I couldn’t agree more with Penny on the above, your thoughts are your own worst enemy in business and sometimes the only way to overcome them is to shut your eyes and jump. But your thoughts and feelings aren’t only generated by the little voice inside your head, they’re also created because of others, especially those who are quick to judge. But again, this is all about you stepping out of your own way. You won’t be able to silence the trolls or the bullies, the only thing you can do is shut your ears to negativity and not allow yourself to drown in a pool of self-doubt. Whether it’s your own thoughts, or the unwarranted thoughts of others, move out of your own way and take hold of the path that you want to walk down.

“It’s okay to be ambitious”

Ambition is an incredibly loaded word, it’s hard-hitting, it conjures up images of success, strength and valour but, for many, when imaging ambition personified, it’s more than likely that the image would be male. Sadly, women are still judged for being ambitious, we’re labelled ‘pushy’ or ‘demanding’ or even ‘unfocused on our maternal paths’ if we even hint at wanting to harbour success for ourselves.

What I would say to that is, ‘so what?’ Yes, women are allowed to be demanding and pushy, we are allowed to put ourselves first from time to time and we most certainly are allowed to have the same dreams as our male counterparts. As Karren Brady so rightly said during our talk:

“Ambition is about not settling for anything other than what you want. It’s about having the energy and the drive to go after it. I hate it when women are scared to call themselves ambitious”

“Defy gendered expectations”

Adding to the above, ambition is also not a synonym for non-maternal or selfish. Some of the businesswomen I have met over the years, including those on last weeks’ panel, are incredible because they have harnessed the skills, motivation and care to be both successful for themselves and raise families.

“I’m a woman – what’s your superpower” – Baroness Karren Brady

But what’s most important from this discussion is that there’s no need to choose anymore, you can be both an incredible leader and a mother if you want, or you can just be a bad-ass CEO or just a bad-ass mother. What women are finding, now more than ever, are the opportunities to take hold of their own careers and lives in whichever way they desire, which is a world from where women were only half a century ago.

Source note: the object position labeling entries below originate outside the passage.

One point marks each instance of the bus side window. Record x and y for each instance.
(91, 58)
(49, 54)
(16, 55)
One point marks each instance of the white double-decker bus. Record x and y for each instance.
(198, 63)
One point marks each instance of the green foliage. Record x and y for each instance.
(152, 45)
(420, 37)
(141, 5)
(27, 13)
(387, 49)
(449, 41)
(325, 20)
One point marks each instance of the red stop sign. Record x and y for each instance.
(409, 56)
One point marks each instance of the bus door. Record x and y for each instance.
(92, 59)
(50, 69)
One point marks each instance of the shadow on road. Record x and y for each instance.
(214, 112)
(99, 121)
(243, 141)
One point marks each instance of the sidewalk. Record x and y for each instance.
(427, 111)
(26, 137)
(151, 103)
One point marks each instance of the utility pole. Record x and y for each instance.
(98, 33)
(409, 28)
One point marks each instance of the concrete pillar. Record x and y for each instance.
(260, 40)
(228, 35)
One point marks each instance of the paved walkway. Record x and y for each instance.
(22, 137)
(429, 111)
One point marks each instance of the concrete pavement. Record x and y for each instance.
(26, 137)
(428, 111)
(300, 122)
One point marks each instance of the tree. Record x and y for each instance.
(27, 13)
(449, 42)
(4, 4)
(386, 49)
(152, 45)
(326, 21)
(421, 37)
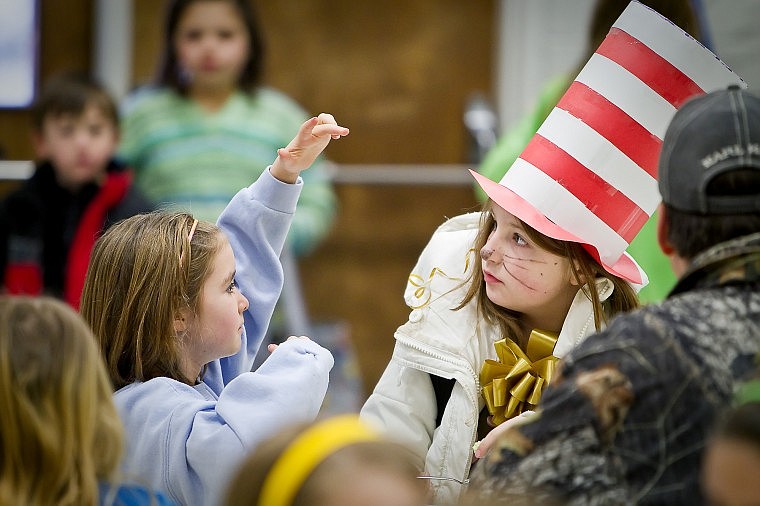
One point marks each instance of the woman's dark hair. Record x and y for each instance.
(169, 71)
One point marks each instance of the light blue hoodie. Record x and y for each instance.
(188, 440)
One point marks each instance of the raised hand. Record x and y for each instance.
(312, 138)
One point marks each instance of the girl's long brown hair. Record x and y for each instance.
(143, 271)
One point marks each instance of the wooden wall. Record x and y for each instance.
(398, 73)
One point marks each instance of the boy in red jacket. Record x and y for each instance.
(48, 226)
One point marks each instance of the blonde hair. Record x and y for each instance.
(338, 467)
(142, 272)
(623, 297)
(60, 433)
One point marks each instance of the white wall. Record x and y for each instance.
(542, 38)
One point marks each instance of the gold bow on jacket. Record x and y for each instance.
(514, 383)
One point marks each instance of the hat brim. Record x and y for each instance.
(625, 267)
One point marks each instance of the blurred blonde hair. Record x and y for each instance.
(379, 456)
(60, 433)
(142, 272)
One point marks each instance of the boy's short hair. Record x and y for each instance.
(709, 170)
(71, 94)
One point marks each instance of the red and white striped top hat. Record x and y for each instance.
(589, 174)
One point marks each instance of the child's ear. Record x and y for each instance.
(181, 321)
(577, 278)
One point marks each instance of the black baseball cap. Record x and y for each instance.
(710, 135)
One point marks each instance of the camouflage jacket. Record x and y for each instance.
(627, 419)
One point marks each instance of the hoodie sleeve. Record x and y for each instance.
(184, 441)
(256, 222)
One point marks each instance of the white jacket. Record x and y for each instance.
(451, 344)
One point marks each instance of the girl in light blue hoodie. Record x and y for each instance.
(180, 307)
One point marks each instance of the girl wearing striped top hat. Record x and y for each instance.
(498, 297)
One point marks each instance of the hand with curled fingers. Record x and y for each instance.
(273, 347)
(312, 138)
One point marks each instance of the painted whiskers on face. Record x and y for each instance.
(523, 277)
(516, 262)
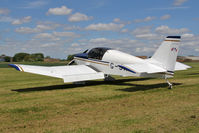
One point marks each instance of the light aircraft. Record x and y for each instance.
(100, 63)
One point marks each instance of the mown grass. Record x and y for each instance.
(34, 103)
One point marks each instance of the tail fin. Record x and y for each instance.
(167, 53)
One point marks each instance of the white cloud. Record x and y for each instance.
(45, 36)
(163, 29)
(6, 19)
(105, 27)
(66, 34)
(98, 40)
(165, 17)
(79, 17)
(117, 20)
(4, 11)
(74, 44)
(35, 4)
(171, 8)
(178, 2)
(142, 30)
(147, 19)
(21, 21)
(39, 28)
(26, 30)
(124, 30)
(72, 27)
(149, 36)
(59, 11)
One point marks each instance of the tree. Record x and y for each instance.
(20, 57)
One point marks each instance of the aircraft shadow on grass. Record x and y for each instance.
(123, 82)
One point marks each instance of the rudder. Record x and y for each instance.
(167, 53)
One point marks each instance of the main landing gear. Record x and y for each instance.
(170, 84)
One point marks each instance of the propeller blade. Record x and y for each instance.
(85, 51)
(71, 62)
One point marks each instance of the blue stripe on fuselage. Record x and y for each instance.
(125, 68)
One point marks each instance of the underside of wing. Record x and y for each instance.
(71, 73)
(143, 68)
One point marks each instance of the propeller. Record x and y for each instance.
(71, 62)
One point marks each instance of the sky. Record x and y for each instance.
(63, 27)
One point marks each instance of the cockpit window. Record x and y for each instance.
(97, 53)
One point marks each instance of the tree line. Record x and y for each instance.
(26, 57)
(21, 57)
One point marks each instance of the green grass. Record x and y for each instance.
(34, 103)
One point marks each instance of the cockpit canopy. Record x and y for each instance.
(97, 53)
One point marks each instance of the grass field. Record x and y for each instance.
(34, 103)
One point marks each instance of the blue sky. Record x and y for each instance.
(71, 26)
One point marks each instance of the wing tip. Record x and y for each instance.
(15, 66)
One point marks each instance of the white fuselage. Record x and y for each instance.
(110, 63)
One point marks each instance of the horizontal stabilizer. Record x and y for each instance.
(181, 66)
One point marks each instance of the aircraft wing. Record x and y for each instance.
(143, 68)
(181, 66)
(71, 73)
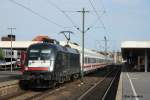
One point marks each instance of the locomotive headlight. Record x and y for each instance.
(26, 68)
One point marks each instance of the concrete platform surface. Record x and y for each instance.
(7, 75)
(134, 86)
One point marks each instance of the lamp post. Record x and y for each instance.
(11, 29)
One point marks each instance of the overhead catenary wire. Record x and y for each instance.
(35, 13)
(67, 16)
(98, 16)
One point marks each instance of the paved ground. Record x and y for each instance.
(7, 75)
(135, 86)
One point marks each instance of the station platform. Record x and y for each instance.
(134, 86)
(8, 75)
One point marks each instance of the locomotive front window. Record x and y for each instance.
(45, 54)
(33, 54)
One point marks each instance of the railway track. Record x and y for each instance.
(73, 90)
(102, 88)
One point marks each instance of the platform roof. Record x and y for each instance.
(16, 44)
(135, 44)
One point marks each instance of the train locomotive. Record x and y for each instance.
(47, 64)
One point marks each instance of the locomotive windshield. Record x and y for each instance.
(39, 56)
(43, 54)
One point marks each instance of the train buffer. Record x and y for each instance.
(7, 75)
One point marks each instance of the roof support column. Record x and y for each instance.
(146, 60)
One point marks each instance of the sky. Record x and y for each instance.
(118, 20)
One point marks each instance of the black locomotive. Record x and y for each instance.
(47, 64)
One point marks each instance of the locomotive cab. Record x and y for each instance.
(47, 64)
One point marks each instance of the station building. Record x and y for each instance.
(136, 54)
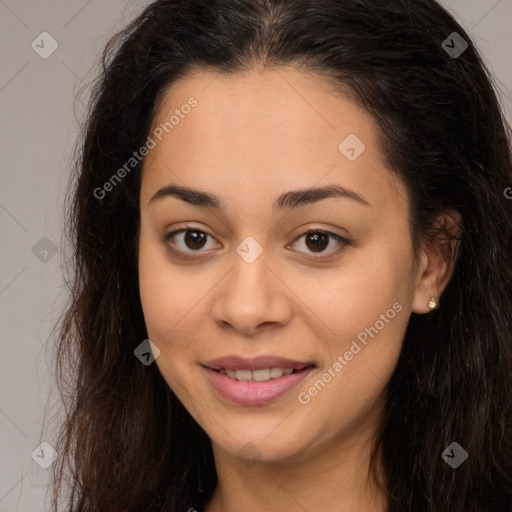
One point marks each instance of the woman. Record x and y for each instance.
(303, 206)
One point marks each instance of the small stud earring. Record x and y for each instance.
(432, 303)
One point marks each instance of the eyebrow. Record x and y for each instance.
(286, 201)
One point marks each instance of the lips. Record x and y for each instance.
(258, 381)
(259, 363)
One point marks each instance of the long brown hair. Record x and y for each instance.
(127, 443)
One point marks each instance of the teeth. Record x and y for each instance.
(257, 375)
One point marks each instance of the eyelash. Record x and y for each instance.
(343, 241)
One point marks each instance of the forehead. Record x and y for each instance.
(278, 129)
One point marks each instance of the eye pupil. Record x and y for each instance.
(320, 241)
(192, 236)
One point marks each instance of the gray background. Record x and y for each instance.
(38, 131)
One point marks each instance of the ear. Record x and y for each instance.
(437, 261)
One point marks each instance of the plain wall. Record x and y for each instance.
(38, 131)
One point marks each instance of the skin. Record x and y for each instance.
(252, 137)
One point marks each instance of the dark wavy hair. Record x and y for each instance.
(127, 443)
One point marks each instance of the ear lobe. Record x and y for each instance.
(437, 261)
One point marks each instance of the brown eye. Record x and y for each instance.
(317, 241)
(193, 241)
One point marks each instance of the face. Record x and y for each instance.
(234, 287)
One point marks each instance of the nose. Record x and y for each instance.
(252, 297)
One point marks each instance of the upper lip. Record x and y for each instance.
(256, 363)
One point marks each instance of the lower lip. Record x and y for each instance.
(246, 392)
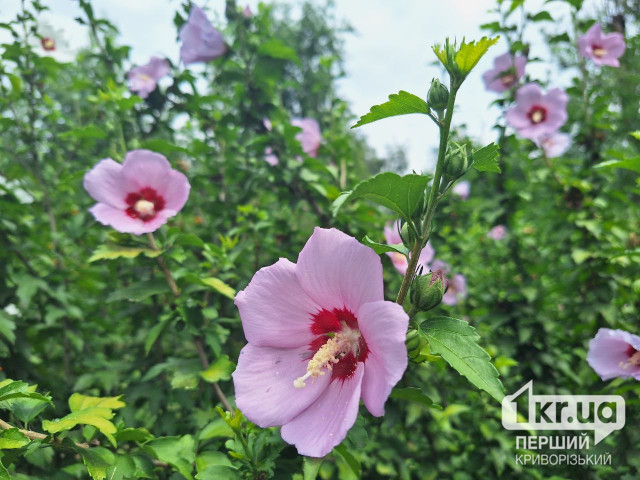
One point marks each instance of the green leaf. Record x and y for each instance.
(486, 159)
(139, 291)
(311, 467)
(219, 286)
(97, 460)
(413, 394)
(95, 416)
(221, 369)
(380, 248)
(78, 402)
(277, 49)
(455, 340)
(401, 103)
(470, 54)
(12, 438)
(400, 194)
(219, 472)
(110, 251)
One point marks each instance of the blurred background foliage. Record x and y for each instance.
(86, 310)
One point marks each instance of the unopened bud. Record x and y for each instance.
(427, 291)
(438, 96)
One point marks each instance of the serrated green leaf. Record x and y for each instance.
(401, 103)
(219, 286)
(380, 248)
(470, 54)
(12, 438)
(486, 159)
(110, 252)
(221, 369)
(400, 194)
(413, 394)
(77, 402)
(455, 340)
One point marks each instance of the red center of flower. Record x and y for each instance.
(145, 204)
(48, 43)
(331, 324)
(537, 114)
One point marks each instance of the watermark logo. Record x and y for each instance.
(601, 413)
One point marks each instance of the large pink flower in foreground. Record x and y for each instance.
(310, 137)
(392, 237)
(615, 353)
(201, 42)
(321, 336)
(602, 48)
(506, 72)
(144, 79)
(137, 196)
(536, 113)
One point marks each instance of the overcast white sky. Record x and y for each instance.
(390, 51)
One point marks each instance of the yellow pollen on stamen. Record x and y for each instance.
(145, 207)
(329, 354)
(599, 52)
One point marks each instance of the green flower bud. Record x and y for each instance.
(438, 96)
(456, 162)
(427, 291)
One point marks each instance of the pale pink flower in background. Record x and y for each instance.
(615, 353)
(602, 48)
(498, 232)
(270, 157)
(137, 196)
(321, 336)
(310, 136)
(201, 42)
(392, 237)
(462, 189)
(144, 79)
(506, 72)
(536, 113)
(456, 284)
(554, 145)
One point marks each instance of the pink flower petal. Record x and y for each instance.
(384, 328)
(274, 308)
(326, 422)
(338, 271)
(263, 382)
(105, 184)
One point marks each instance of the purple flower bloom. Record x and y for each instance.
(506, 72)
(321, 336)
(498, 232)
(144, 79)
(137, 196)
(615, 353)
(554, 145)
(462, 189)
(399, 261)
(201, 42)
(537, 114)
(603, 49)
(310, 136)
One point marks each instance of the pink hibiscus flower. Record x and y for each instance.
(554, 145)
(144, 79)
(392, 237)
(137, 196)
(201, 42)
(310, 137)
(615, 353)
(537, 114)
(321, 336)
(506, 72)
(603, 49)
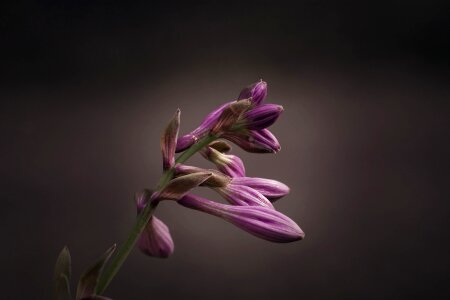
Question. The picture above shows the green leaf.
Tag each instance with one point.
(89, 280)
(61, 276)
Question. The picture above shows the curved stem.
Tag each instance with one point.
(143, 218)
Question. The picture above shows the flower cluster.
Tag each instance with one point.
(243, 122)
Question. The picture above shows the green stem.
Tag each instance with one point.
(143, 218)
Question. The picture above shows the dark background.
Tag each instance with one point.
(87, 87)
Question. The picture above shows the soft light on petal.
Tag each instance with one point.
(260, 221)
(156, 240)
(272, 189)
(169, 141)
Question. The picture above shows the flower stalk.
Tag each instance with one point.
(243, 122)
(144, 217)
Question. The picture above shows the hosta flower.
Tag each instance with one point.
(243, 195)
(169, 141)
(239, 190)
(191, 138)
(261, 116)
(257, 92)
(260, 221)
(254, 141)
(228, 164)
(271, 189)
(155, 240)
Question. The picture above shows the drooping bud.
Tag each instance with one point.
(228, 164)
(261, 116)
(257, 92)
(228, 120)
(156, 240)
(220, 146)
(243, 196)
(254, 141)
(169, 141)
(270, 188)
(260, 221)
(191, 138)
(178, 187)
(217, 178)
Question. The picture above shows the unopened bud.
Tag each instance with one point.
(263, 222)
(169, 141)
(257, 92)
(156, 240)
(228, 164)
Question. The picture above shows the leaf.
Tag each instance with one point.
(61, 277)
(89, 280)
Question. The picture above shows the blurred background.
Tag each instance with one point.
(87, 87)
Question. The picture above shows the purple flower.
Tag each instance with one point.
(255, 141)
(217, 179)
(270, 188)
(191, 138)
(243, 195)
(228, 164)
(257, 92)
(155, 240)
(262, 116)
(169, 141)
(260, 221)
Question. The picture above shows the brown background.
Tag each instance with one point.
(87, 87)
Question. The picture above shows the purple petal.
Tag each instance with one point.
(262, 116)
(155, 240)
(228, 164)
(188, 140)
(178, 187)
(270, 188)
(257, 92)
(260, 221)
(255, 141)
(169, 141)
(243, 196)
(217, 178)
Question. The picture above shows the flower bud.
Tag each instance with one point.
(228, 120)
(220, 146)
(169, 141)
(155, 240)
(262, 116)
(255, 141)
(257, 92)
(228, 164)
(217, 178)
(260, 221)
(270, 188)
(191, 138)
(243, 196)
(178, 187)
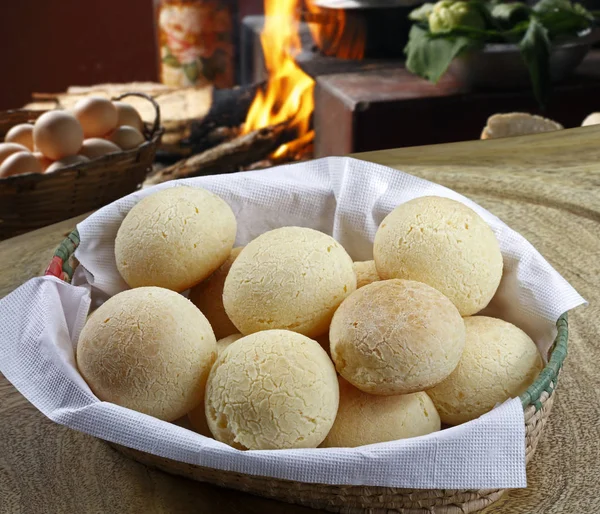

However, our fight for equality is far from over.

“We’ve come far, but not far enough”

Women have gained huge momentum in the business world, there is an incredible emphasis on diversity and inclusion, and we are aware that no longer can our FTSE100 or our C-Suites be run solely by white men. However, whilst we know all of this, we’re still yet to implement the equal split our nation so desperately needs.

“Nobody was interested in my view or helping me. In sales pitches, the people would look past me, looking for the man doing the presentation” – Penny Streeter

Also, as very rightly said by Yemi, women still carry a weight of expectation to be a supporter or a caregiver, to be a background shadow instead of a shining light at the forefront. And this view comes from centuries of ingrained, intergenerational thoughts and processes which women in the 21st century, and beyond, are beginning to undo.

“We are dealing with centuries of women who are behind the scenes, to undo this we have to look and listen to women who have jumped” – Yemi Penn

With more panels of strong, driven, open and honest women who aren’t afraid to share their failures, shout about their success and challenge the ongoing patriarchy of the male-dominated business world, only then will we begin to see not only a more equal world but a world that allows women to thrive in as many roles as they so choose, instead of having to pick between one or the other.